So much of what makes Des Moines unique is its small business community. There is something special about the people of Des Moines in that we truly love, patronize and are loyal to our local businesses in a way that feels distinct to this community. At Des Moines Mercantile, we have the privilege of not only being part of this local small business community but showcasing more than 60 other local makers through our shop. Here we hope to help you find local, hand-crafted goods that inspire simplicity and slowness in your life.

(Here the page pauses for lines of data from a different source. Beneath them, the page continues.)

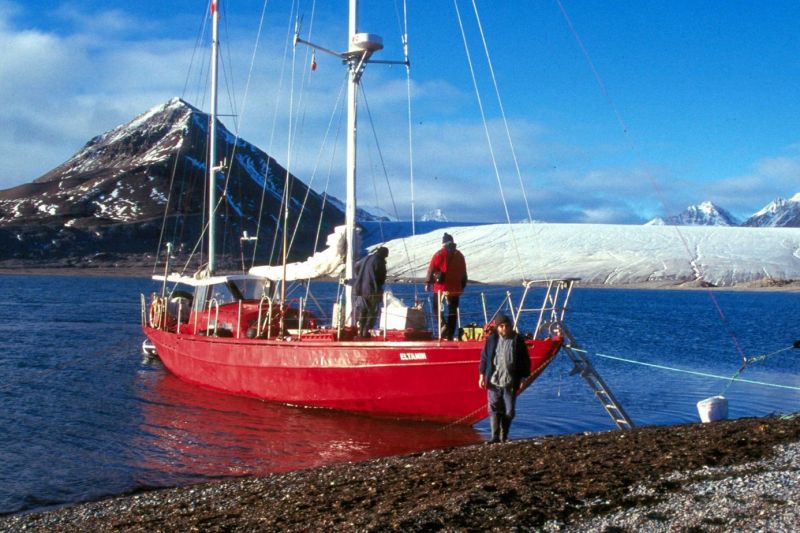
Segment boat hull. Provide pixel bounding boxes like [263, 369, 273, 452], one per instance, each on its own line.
[144, 327, 561, 424]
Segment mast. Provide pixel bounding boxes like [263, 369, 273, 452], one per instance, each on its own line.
[208, 0, 220, 275]
[344, 0, 361, 326]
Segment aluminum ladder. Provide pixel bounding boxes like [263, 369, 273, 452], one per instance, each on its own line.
[557, 323, 634, 429]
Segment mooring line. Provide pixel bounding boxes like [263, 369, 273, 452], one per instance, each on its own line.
[572, 347, 800, 391]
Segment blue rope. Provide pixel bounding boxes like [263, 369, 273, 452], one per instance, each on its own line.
[572, 348, 800, 391]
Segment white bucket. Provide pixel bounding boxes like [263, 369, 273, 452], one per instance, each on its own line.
[697, 396, 728, 422]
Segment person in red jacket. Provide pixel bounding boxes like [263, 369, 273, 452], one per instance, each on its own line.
[425, 233, 467, 341]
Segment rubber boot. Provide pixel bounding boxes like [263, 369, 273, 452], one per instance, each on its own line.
[487, 415, 501, 444]
[498, 416, 511, 442]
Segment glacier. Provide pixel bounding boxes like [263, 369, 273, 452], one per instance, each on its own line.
[375, 223, 800, 287]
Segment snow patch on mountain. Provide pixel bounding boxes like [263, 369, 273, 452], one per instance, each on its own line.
[419, 208, 449, 222]
[744, 193, 800, 228]
[664, 201, 739, 226]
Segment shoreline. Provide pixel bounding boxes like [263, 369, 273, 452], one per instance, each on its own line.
[0, 414, 800, 532]
[0, 265, 800, 293]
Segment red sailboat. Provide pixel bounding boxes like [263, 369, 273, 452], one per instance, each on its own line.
[142, 0, 574, 424]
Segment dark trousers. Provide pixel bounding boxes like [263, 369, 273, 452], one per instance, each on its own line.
[486, 384, 517, 442]
[356, 294, 383, 337]
[433, 294, 461, 341]
[486, 383, 517, 419]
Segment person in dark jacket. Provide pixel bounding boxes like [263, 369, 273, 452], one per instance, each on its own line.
[353, 246, 389, 338]
[478, 314, 531, 443]
[425, 233, 467, 341]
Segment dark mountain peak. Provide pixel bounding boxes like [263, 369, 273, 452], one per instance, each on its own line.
[744, 193, 800, 228]
[660, 201, 739, 226]
[0, 98, 344, 261]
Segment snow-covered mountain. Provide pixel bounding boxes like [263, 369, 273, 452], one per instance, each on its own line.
[743, 193, 800, 228]
[419, 208, 448, 222]
[385, 224, 800, 286]
[0, 98, 344, 260]
[660, 201, 739, 226]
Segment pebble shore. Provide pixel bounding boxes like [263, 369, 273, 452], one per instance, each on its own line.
[0, 415, 800, 533]
[542, 443, 800, 533]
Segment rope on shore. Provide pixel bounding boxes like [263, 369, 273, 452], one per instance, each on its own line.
[572, 343, 800, 391]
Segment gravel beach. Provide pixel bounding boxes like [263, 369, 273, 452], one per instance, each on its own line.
[0, 415, 800, 532]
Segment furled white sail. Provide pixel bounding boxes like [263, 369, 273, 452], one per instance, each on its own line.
[250, 226, 347, 281]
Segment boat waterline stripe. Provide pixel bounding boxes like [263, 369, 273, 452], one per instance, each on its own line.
[572, 348, 800, 391]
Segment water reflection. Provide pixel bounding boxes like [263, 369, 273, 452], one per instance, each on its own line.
[132, 370, 482, 486]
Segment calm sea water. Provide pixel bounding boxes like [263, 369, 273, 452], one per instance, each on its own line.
[0, 276, 800, 513]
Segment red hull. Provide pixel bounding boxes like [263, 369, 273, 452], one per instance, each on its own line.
[144, 326, 561, 424]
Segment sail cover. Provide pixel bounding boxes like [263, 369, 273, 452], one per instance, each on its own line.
[250, 226, 347, 281]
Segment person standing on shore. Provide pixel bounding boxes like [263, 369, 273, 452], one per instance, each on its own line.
[478, 314, 531, 443]
[425, 233, 467, 341]
[353, 246, 389, 338]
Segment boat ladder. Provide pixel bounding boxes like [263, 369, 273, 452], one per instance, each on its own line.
[559, 323, 634, 429]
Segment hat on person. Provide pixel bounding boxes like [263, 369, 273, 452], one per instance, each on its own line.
[494, 314, 511, 326]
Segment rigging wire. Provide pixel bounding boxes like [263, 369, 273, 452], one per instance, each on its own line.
[152, 8, 208, 275]
[252, 2, 295, 264]
[555, 0, 747, 363]
[395, 0, 419, 301]
[472, 0, 533, 223]
[361, 87, 416, 284]
[289, 76, 347, 256]
[453, 0, 526, 281]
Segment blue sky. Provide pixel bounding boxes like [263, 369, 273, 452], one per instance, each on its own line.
[0, 0, 800, 223]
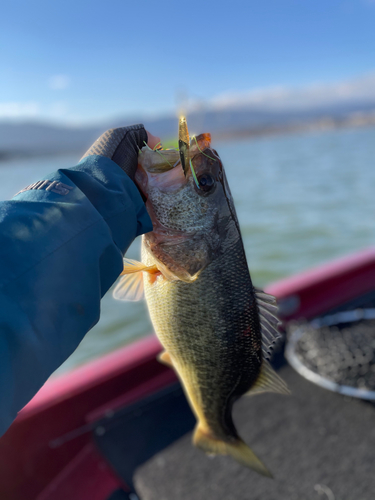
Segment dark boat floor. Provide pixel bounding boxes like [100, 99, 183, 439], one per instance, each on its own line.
[95, 292, 375, 500]
[97, 365, 375, 500]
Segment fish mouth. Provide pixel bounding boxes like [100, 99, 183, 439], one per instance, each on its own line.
[135, 157, 188, 199]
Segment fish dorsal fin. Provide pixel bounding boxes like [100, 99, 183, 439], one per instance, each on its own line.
[113, 259, 158, 302]
[246, 360, 290, 396]
[254, 287, 281, 359]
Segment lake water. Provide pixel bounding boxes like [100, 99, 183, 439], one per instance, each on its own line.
[0, 128, 375, 372]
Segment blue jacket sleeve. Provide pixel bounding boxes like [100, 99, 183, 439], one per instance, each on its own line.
[0, 156, 152, 435]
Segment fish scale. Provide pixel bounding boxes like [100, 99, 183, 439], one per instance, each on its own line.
[114, 129, 288, 477]
[142, 236, 262, 437]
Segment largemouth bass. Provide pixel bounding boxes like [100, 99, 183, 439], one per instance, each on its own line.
[114, 134, 289, 476]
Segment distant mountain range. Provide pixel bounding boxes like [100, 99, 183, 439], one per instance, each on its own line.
[0, 75, 375, 159]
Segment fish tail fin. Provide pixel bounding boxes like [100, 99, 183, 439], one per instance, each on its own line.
[193, 425, 273, 478]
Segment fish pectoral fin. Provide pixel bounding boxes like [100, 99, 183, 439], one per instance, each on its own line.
[120, 259, 158, 276]
[157, 351, 174, 368]
[113, 259, 159, 302]
[193, 424, 272, 478]
[246, 360, 290, 396]
[113, 271, 144, 302]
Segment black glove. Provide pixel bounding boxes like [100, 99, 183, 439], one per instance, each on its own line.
[81, 125, 147, 181]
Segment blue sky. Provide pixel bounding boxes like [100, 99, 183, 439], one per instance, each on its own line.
[0, 0, 375, 123]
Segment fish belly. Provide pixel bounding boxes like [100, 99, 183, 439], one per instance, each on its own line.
[142, 240, 261, 440]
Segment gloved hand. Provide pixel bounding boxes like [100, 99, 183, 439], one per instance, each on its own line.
[81, 125, 160, 181]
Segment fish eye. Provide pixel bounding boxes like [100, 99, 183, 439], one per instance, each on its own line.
[198, 173, 216, 193]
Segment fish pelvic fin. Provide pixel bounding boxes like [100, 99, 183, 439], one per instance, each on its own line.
[157, 351, 174, 368]
[113, 259, 158, 302]
[246, 359, 290, 396]
[193, 424, 273, 478]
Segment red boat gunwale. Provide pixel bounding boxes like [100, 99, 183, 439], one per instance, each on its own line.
[0, 249, 375, 500]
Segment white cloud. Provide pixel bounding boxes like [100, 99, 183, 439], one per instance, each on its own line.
[0, 101, 40, 119]
[209, 73, 375, 111]
[48, 75, 70, 90]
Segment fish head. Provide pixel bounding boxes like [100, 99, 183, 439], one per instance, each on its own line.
[135, 134, 241, 282]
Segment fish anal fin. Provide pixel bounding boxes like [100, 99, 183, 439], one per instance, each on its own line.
[193, 424, 272, 478]
[157, 351, 174, 368]
[246, 360, 290, 396]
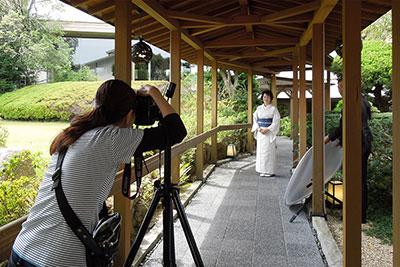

While not everything in our shop is Iowa-made, upwards of 80% of it is. Meaning that when you make a purchase here, you’re not only supporting us and our dream of owning a modern-day general store, you’re supporting your local farmer who grew, harvested and milled that flour you just bought (Hey, Early Morning Harvest). You’re supporting your local soap maker who spends hours finding the perfect combination of ingredients for your bar of soap (Hey, Locust Grove Farm). You’re supporting your local wood carver who hand carved that wooden spoon you’re taking home to stir your soup with tonight (Hey, Spring Run Design Company). And dozens more.
This not only keeps your money local because it’s literally going into the hands of other local business owners (who will then likely use some of it to pick up takeout from their favorite local restaurant before heading home for the night), but it also keeps the sales tax circulating in your community as well as opposed to online purchases from big box companies.
Because so many of the products we carry are hand-crafted by our makers, each item will be truly unique. No two brooms by Franklin Broom Works will be exactly the same, no two charcuterie boards made by Mallory’s dad. It can feel like a treasure hunt to come in and turn over every tea towel by Fischer Goods until you’ve found the exact natural dye pattern that speaks to you. Every item made by hand feels like an item made by hand, something that was created with love and attention and skill by its maker. We take pride in providing a place for these items to find their forever homes.
That handmade aspect that makes each item unique is also what makes it slow. It definitely takes some practice in patience to commit to shopping local when we are so used to the convenience that modern shopping experiences offer today.
For example, a wooden bowl made by Mallory’s dad, Brian Peterson, takes several weeks from start to finish. The coveted First Light Pottery, carried exclusively at Des Moines Mercantile, takes Emily Phillips countless hours to make in batches in her home, and it sells out in a matter of days.
No, shopping local isn’t always convenient. But it is worthwhile. It is responsible. It is healthier for the community and the environment, and you ultimately end up with a way more quality product and service than you would at a big chain store.
It is true that shopping local and especially handmade products can be more expensive. There is so much more time and labor involved in creating something without a factory. So much higher expense for a maker to do things in small batches instead of cranking things out a thousand at a time. And it is incredibly important to respect yourself by respecting your budget. So what are the best ways to support local when you have a strict budget you need to stick to? Next time you’re at a national chain store, ask yourself, is this something I could buy locally? This bag of flour is $4. Could I afford to get one for $7 from a local grocer? This birthday card is $3. Could I afford to get one for $5 from a local stationary store? Try having a set item that you buy from a local shop regularly. Can you commit to stopping in to your local coffee shop once a week and buying your beans from them?
Des Moines Mercantile exists because of our love for our local community and our love for our local makers. It is an honor to be a part of this small business community, to get to interact with all of you on a daily basis and to get to introduce you to some of the amazingly gifted and thoughtful makers in our community, to help you love local, hand-crafted and slow.